Dusk: Ify

Yes!!! Year 2017 started with me being heavily pregnant, tired, exhausted with backache such that I couldn’t make it to my family’s new year party. I was finally going to meet my first daughter/mini me and I couldn’t contain my joy as I was few weeks away from meeting her. You see, since I had my son, I never thought or imagined I could love another as much as I love him but five weeks into 2017, I was proved wrong because from the moment I set my eyes on my daughter, I was enveloped with unprecedented love. So 2017 started on a very bright note, from giving birth to starting maternity leave where I had the chance to watch BBN 24/7 (LOL).

I didn’t know what to do with that amount of free time, I gained tons of weight, so much that some of my colleagues couldn’t recognise me on my first day of resumption. I have already started working towards losing the kilos and knowing how determined I can be, I will lose all the unwanted kilos in the first quarter of 2018 God willing because 2018 is the year of slay and looking peng.

AND THEN THE ACCIDENT

You know when the devil feels like you are cruising and he tries to come in and throw bumps in your lane? But Mercy said NO. It was a fine Saturday morning, I was coming home with my new help who I took to the hospital for medical checks, when I suddenly lost control of the car, drove into an electric pole and the pole fell on top of my car, my airbags came bursting out and all I remembered was praying for God to take care of my then 3-month old daughter and 3-year-old son. My then help and I survived the crash and we were both rushed to hospital where we got treated. I honestly didn’t think we would survive the accident and people who saw my badly damaged car couldn’t believe it. I can still remember vividly the way the hubs rushed into the room I was being treated because he said upon seeing the car on the way to the hospital he was expecting the worst. Babes came rushing into the hospital with tears in his eyes (LOL).

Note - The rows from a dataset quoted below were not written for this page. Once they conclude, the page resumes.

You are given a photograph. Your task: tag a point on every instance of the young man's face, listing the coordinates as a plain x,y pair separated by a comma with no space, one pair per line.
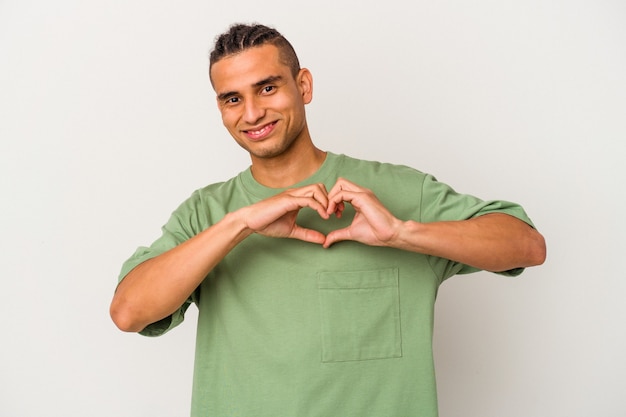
262,105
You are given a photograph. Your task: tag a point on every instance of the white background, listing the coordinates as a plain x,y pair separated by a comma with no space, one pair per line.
108,121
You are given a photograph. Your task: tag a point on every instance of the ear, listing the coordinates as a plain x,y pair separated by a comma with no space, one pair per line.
305,85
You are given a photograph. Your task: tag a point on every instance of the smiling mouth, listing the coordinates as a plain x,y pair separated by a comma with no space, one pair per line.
260,133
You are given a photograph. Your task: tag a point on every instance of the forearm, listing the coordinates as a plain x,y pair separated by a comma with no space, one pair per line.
159,286
493,242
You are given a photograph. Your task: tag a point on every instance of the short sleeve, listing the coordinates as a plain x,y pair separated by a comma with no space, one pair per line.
440,202
183,224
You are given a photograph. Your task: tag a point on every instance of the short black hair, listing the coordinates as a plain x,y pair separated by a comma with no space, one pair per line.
241,37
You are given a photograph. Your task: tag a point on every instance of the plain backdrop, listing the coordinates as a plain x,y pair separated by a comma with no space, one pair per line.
108,121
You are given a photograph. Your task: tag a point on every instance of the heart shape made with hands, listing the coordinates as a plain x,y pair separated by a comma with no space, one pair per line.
371,223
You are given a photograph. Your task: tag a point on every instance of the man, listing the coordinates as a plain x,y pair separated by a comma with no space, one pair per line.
315,274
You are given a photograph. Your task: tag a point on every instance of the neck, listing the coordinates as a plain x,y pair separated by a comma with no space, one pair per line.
294,165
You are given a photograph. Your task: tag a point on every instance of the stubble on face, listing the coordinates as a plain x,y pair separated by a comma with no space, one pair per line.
245,76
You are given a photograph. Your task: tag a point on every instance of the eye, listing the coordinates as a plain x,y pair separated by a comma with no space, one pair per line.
268,89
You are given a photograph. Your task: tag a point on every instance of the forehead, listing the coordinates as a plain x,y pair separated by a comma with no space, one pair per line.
246,68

The accident helped me see life in another perspective. I used to be someone who was content with my life. I was content to go home at the end of the day to my family. I was bad in reaching out to friends even though I had awesome friends that always check up on me. Most times I will watch my phone ring without answering it just because I don’t want to go out with my friends. I always had to give excuses on why I can’t hang out even though most times the excuses weren’t valid. All these changed after the accident. I realised that life can be so fleeting. I learnt how to live and be there for my friends. I started working /still working towards being intentionally kind to people, touching lives in the little ways I can and most importantly, reaching out and always being there for my friends. I go out more often with my friends and listen to them rant. I stopped being selfish and being just content in my own little space. I am more ambitious now and a better/kinder person.

FAITH

I discovered a new church which has imparted positively in my life. I am building a stronger relationship with God and even though I still forget to pray at times, I still find my way back to God. I plan on being more committed with my relationship with God this new year.

LIFE

I got to learn that no matter how nice you are, people won’t always treat you the way you treat them or the way you want to be treated but I also learnt that the problem is theirs and not mine. I also concluded that I will still be nice to people and more importantly, I will still be nice to people who treated me badly. I think the most important things I learnt last year is to be KIND to myself, to loosen up, make mistakes because I am human, forgive myself and never regret anything because they are all part of life experiences.

My best friend got married this year and had to travel to the UK to live with her husband. I miss her so much, I miss ranting to her and I miss her listening to me without being judgmental. I am so grateful for the new friends and people who came into my life in 2017 including those that are no longer in my life. I am grateful for my family and friends that held my hands in 2017.

Thank you 2017 for being a good year, for the progress and growth. I can already tell that 2018 is going to be a greater and more awesome year, the year I will be a better mother/lover/friend, the year my career is going to take a great leap, and the year I kick off my side hustle which is something I am really passionate about.

29/12/2017

I had to come and edit this piece because of events that happened today. Just yesterday being the 28th day of December, I was talking with my colleague/friend on how we are so grateful for our job. Fast forward to this morning when we resumed at work, my friend couldn’t log on to her system, we initially thought it was network issues and I told her to come log on with my system but alas she still couldn’t log on. It turns out more than 150 people were sacked on the 29th of December which was the last working day of the year.

I was crushed, I cried and my friend whose employment was terminated was the one telling me to get a grip of myself. I couldn’t wrap my head around the fact that my friends are now jobless and that they are entering the new year jobless but I know that God has his plans for them cause most times when the things of life doesn’t make sense to us, it absolutely makes sense to God. I know that they will be fine. I met/surpassed my target and I am so grateful for friends that went all the way for me, friends that went out of their way to make sure I excelled in my career, friends that didn’t take my disturbances as pressurizing them unnecessarily. I am so grateful and thankful for those friends.

Happy New year!!! 2018 will be a great year.